Book Review: Seeking Fortune Elsewhere by Sindya Bhanoo

Seeking Fortune Elsewhere – Sindya Bhanoo (Catapult, 2022)

I read an Advance Reading Copy of this book. All opinions are my own. On sale February 15, 2022.

There are a variety of characters, settings, and difficulties at play in these short stories but they share more in common than they are different. Each explores an aspect of or a character of South Indian heritage. Many involve immigrations and the separation that can develop between generations when international immigration occurs. Parent/child relationships, particularly for mothers and children are a featured theme in many of the stories.

That isn’t to say that the stories are monotonous. Each character that Bhanoo evokes comes alive and felt fresh and unique in each new story. We have a widow living in an idealized retirement community, a divorced mother grappling with grief after the loss of her young son, a professor who finds himself disgraced and forced into retirement. Both America and India feature as settings for the stories, sometimes with a story moving back and forth between countries, demonstrating the growing disconnect that so many immigrants find themselves faced with. Frequently there is a longing for home that is never fully realized, even as a character might know that they are in a fortunate position. Sometimes that longing for home is centred around a person, sometimes a physical place, sometimes something more ephemeral.

I can’t speak to how these stories might be read by someone who is either an immigrant or the child of an immigrant but there is a rawness here that felt authentic and honest to me. Bhanoo doesn’t shy away from the complications that love walks, the distance that grows when culture and language and history don’t line up in a single family. She uses the short story form perfectly, capturing vignettes that feel like part of something larger without leaving the reader feeling like there needs to be more. Definitely an author to watch.

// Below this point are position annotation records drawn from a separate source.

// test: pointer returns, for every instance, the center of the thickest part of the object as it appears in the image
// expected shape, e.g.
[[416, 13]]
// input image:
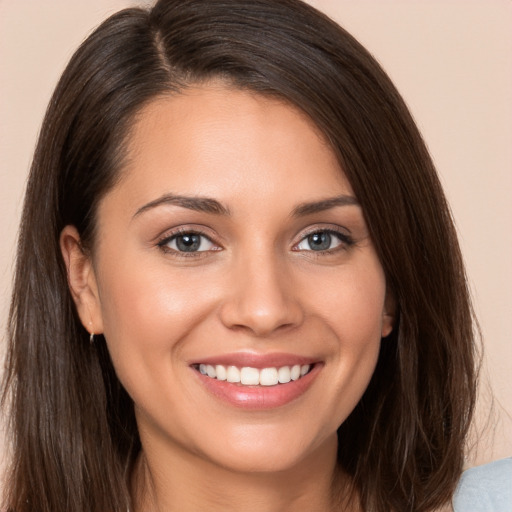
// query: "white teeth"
[[221, 372], [248, 376], [269, 377], [233, 374], [295, 373], [284, 375]]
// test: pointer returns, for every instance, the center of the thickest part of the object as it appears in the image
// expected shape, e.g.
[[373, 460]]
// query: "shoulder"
[[486, 488]]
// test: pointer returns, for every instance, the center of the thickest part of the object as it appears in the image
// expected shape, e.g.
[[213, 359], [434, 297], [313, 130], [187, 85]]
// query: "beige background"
[[452, 61]]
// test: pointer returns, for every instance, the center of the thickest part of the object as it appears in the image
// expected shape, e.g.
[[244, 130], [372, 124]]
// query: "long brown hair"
[[73, 431]]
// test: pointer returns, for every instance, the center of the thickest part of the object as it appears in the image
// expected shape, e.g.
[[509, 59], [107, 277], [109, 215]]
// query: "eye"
[[323, 240], [187, 242]]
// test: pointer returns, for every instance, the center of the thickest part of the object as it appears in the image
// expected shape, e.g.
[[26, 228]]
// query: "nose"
[[262, 298]]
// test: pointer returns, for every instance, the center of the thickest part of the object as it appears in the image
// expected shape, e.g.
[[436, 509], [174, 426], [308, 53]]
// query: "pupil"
[[319, 241], [188, 243]]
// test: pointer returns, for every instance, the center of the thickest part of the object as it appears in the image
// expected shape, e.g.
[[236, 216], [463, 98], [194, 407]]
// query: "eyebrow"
[[325, 204], [198, 204], [209, 205]]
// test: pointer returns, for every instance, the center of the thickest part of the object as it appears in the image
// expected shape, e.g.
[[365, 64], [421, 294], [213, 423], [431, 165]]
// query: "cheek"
[[147, 311], [351, 303]]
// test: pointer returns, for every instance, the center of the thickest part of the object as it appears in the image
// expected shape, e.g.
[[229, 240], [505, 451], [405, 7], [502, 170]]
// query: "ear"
[[81, 280], [388, 314]]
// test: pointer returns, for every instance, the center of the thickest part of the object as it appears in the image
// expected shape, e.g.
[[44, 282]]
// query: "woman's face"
[[233, 245]]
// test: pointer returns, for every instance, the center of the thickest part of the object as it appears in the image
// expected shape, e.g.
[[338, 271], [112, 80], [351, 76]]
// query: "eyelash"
[[168, 238], [346, 241]]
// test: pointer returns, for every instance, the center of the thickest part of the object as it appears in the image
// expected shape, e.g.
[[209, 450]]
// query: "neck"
[[186, 483]]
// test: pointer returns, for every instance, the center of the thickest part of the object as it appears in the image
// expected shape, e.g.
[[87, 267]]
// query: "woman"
[[238, 283]]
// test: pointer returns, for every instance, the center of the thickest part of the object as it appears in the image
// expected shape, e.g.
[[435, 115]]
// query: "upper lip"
[[255, 360]]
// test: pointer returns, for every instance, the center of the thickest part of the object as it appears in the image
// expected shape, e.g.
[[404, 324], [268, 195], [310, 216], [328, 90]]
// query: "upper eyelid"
[[172, 233]]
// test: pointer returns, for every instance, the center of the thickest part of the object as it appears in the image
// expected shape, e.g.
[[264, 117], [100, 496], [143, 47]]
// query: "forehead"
[[220, 141]]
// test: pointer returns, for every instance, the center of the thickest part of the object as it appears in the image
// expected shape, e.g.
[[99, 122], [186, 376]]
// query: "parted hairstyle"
[[72, 425]]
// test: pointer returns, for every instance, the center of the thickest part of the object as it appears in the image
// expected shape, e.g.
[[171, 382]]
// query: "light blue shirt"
[[486, 488]]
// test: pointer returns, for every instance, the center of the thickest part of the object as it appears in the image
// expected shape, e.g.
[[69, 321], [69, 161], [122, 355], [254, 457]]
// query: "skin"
[[258, 287]]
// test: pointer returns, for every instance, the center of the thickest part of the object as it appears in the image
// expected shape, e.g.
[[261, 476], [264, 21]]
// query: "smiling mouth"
[[248, 376]]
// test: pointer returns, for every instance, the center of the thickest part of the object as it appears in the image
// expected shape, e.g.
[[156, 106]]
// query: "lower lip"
[[259, 397]]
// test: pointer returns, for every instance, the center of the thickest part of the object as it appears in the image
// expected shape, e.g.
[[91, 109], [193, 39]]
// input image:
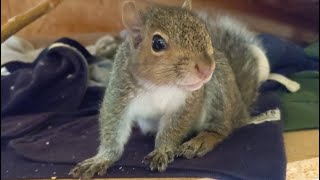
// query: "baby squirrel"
[[178, 73]]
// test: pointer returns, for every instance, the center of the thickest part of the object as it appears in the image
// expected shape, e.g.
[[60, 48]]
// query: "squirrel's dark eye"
[[158, 43]]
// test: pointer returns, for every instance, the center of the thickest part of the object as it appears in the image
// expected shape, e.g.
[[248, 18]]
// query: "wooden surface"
[[83, 16]]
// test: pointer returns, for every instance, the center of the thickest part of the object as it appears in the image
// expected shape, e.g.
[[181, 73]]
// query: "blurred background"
[[297, 20]]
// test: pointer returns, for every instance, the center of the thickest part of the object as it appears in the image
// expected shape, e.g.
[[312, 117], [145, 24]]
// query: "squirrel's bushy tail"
[[243, 50]]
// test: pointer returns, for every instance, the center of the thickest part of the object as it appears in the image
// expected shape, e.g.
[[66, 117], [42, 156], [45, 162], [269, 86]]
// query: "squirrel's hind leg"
[[200, 145]]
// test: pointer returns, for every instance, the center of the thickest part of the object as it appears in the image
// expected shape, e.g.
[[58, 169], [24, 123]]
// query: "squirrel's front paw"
[[88, 168], [159, 159]]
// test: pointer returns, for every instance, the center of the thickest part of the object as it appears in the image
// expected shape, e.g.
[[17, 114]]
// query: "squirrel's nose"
[[204, 70]]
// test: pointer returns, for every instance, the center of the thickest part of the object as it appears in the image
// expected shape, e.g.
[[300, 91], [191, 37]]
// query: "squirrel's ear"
[[187, 4], [131, 19]]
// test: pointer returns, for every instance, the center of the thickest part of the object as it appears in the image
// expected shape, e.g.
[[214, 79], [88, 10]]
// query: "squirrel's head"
[[169, 45]]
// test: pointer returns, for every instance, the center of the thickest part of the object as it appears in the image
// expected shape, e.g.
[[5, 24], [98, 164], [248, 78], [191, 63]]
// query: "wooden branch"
[[18, 22]]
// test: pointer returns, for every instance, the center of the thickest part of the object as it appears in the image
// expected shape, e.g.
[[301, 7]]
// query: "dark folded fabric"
[[44, 135], [56, 81]]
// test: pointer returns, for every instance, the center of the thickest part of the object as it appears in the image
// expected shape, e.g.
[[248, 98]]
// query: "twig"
[[18, 22]]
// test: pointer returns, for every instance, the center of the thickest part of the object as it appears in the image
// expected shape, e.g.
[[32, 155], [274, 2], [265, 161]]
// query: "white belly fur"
[[148, 107]]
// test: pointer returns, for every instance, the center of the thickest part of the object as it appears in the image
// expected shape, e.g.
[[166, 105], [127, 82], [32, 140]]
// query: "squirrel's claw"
[[88, 168], [159, 159]]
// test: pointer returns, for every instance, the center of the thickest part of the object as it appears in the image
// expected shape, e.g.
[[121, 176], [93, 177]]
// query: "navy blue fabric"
[[44, 135]]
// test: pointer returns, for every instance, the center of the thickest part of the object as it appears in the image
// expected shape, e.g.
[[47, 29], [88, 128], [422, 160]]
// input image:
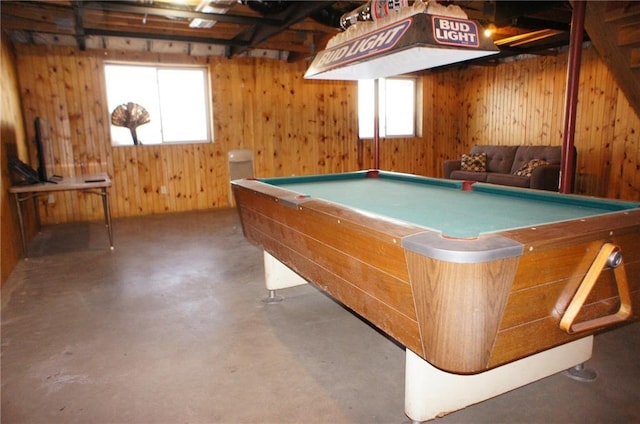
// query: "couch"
[[536, 167]]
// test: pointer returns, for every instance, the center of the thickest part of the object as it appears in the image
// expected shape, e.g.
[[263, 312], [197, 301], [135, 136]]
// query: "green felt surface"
[[445, 207]]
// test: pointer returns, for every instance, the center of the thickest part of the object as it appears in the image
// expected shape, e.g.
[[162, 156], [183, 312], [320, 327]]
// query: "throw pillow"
[[527, 169], [474, 162]]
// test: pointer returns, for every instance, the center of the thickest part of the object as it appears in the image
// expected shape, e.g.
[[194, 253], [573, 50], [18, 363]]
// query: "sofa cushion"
[[499, 158], [527, 169], [469, 176], [474, 162], [509, 179], [551, 154]]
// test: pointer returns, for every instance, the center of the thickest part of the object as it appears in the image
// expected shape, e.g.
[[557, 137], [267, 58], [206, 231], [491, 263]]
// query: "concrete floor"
[[170, 327]]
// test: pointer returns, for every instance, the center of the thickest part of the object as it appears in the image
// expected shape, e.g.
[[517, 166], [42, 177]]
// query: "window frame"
[[417, 110], [207, 100]]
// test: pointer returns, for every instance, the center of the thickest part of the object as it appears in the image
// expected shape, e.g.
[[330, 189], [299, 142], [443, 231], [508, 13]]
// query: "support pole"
[[376, 124], [571, 96]]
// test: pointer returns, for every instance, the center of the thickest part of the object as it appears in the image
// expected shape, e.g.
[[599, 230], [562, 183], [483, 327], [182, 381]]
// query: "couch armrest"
[[546, 177], [451, 165]]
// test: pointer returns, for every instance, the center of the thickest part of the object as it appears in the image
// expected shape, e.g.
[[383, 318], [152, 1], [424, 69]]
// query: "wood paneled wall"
[[296, 126], [12, 141], [522, 102]]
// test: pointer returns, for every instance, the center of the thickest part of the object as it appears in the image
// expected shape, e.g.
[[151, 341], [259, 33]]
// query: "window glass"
[[174, 97], [396, 107]]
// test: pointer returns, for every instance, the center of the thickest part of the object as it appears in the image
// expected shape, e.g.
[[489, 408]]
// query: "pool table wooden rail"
[[467, 325]]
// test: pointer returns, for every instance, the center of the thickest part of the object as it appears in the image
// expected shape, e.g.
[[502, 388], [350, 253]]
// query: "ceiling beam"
[[173, 12], [296, 12], [167, 37]]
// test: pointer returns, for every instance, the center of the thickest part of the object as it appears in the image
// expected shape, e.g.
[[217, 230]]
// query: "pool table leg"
[[278, 276], [431, 392]]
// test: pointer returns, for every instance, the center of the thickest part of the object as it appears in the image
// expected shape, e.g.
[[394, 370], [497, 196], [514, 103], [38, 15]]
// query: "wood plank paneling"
[[522, 102], [295, 126], [12, 141]]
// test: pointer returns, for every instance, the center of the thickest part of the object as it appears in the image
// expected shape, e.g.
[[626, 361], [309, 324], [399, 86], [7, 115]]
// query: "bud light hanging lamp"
[[386, 37]]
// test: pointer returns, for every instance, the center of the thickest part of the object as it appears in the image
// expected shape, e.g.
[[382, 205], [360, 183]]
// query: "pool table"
[[468, 277]]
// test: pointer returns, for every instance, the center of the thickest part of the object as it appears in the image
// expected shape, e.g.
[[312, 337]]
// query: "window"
[[176, 99], [396, 105]]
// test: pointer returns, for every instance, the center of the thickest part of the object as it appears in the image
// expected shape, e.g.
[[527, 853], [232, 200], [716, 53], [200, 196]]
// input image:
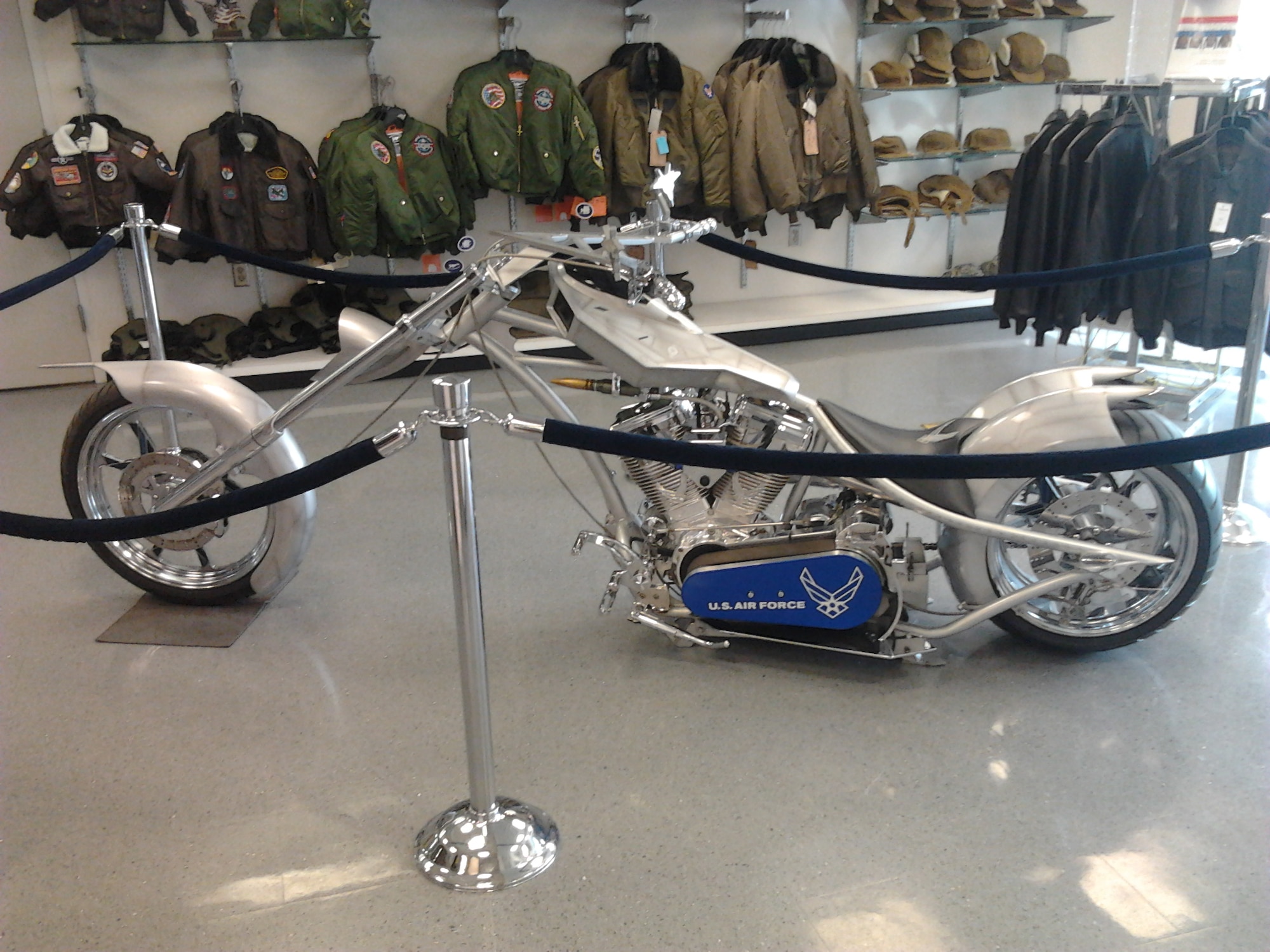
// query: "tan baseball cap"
[[987, 140], [890, 76], [938, 143], [1023, 56], [973, 62], [1056, 68], [994, 188], [891, 148], [934, 48]]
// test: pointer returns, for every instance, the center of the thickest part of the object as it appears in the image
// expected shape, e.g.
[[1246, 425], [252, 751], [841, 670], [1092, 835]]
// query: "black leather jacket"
[[1208, 303]]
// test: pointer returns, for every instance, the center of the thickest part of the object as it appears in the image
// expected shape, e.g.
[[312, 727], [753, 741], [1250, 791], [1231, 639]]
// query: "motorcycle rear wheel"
[[1170, 511], [114, 464]]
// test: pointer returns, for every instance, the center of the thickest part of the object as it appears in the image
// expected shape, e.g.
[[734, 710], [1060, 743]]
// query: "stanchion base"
[[474, 852], [1245, 526]]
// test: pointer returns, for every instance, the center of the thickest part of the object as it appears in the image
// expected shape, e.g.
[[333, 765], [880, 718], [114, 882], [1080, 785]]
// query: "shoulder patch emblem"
[[493, 96]]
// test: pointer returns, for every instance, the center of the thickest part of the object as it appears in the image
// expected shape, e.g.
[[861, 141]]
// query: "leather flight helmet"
[[1056, 68], [938, 143], [989, 140], [934, 49], [973, 62], [939, 10], [1023, 56], [994, 188], [888, 76], [891, 148]]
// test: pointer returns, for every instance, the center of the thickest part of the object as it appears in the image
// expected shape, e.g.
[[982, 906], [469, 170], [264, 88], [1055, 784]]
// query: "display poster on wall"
[[1207, 41]]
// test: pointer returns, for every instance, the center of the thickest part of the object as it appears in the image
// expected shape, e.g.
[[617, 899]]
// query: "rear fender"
[[233, 412]]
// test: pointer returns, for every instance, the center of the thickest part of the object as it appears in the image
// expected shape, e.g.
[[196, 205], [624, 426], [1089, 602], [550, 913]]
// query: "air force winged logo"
[[832, 604]]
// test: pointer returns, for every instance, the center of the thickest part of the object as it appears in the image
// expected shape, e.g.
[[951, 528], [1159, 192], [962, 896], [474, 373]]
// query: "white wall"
[[308, 88]]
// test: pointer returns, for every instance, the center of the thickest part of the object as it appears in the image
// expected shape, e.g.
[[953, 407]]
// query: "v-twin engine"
[[689, 502]]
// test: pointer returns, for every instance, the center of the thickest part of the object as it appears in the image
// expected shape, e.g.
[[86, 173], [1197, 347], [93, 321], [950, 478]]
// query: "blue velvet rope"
[[990, 282], [30, 289], [909, 466], [304, 271], [187, 517]]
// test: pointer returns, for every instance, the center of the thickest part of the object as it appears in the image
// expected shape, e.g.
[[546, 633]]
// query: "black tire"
[[104, 414], [1197, 491]]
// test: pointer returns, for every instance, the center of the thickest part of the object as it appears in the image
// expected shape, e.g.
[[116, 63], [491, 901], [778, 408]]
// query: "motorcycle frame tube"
[[909, 501], [1253, 350], [623, 522], [272, 428]]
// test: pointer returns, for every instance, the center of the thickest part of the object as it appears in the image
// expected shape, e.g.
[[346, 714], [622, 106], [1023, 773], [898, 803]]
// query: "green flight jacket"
[[548, 150], [392, 195], [311, 20]]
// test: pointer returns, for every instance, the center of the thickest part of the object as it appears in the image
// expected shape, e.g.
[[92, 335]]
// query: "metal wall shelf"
[[984, 26], [222, 43]]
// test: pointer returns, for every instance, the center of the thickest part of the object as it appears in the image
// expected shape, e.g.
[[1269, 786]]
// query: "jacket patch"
[[67, 177], [493, 96]]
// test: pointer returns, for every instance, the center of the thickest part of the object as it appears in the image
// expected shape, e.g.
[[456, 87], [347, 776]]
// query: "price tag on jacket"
[[658, 145], [811, 135], [1221, 218]]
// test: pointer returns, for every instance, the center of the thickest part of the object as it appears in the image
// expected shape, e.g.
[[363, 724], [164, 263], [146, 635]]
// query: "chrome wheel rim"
[[129, 442], [1141, 511]]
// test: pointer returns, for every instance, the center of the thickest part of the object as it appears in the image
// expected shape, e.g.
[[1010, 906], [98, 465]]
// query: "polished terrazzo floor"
[[266, 798]]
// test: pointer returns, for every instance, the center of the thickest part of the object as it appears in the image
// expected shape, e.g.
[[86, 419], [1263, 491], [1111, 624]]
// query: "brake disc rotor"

5 thoughts on “Book Review: Seeking Fortune Elsewhere by Sindya Bhanoo”

    1. Yes, I really liked that! They all explore similar themes but in different ways and with different characters so it feels very well-rounded at the end.

  1. I’ve read so many books by and about Indians that read the exact same way: miserable marriage with a dominating male head of the house, independent daughter who won’t agree to an arranged marriage and makes dad angry, mother and aunties calling young women fat, sons who want to move to England and study philosophy/English lit/poetry…I’m not sure why they’re all so similar, but I don’t want to read the same tale repeatedly. I found The Namesake totally memorable, and A.M. Blair (fellow book blogger, also lawyer and writer) always puts out a great story about Sri Lankan women. This book sounds interesting, like it covers various facets of life in India and/or another country (Canada? the U.S.?). I’m going to grab a copy if my library has it!

    1. That’s true though I would say that it’s probably a fair portrayal of the issues within South Asian families. My high school friends all seemed to have secret lives they had to hide from their fathers! I liked that in this collection the stories and settings each felt different from the story before and even though a lot of those same issues were repeated, they were examined in different ways.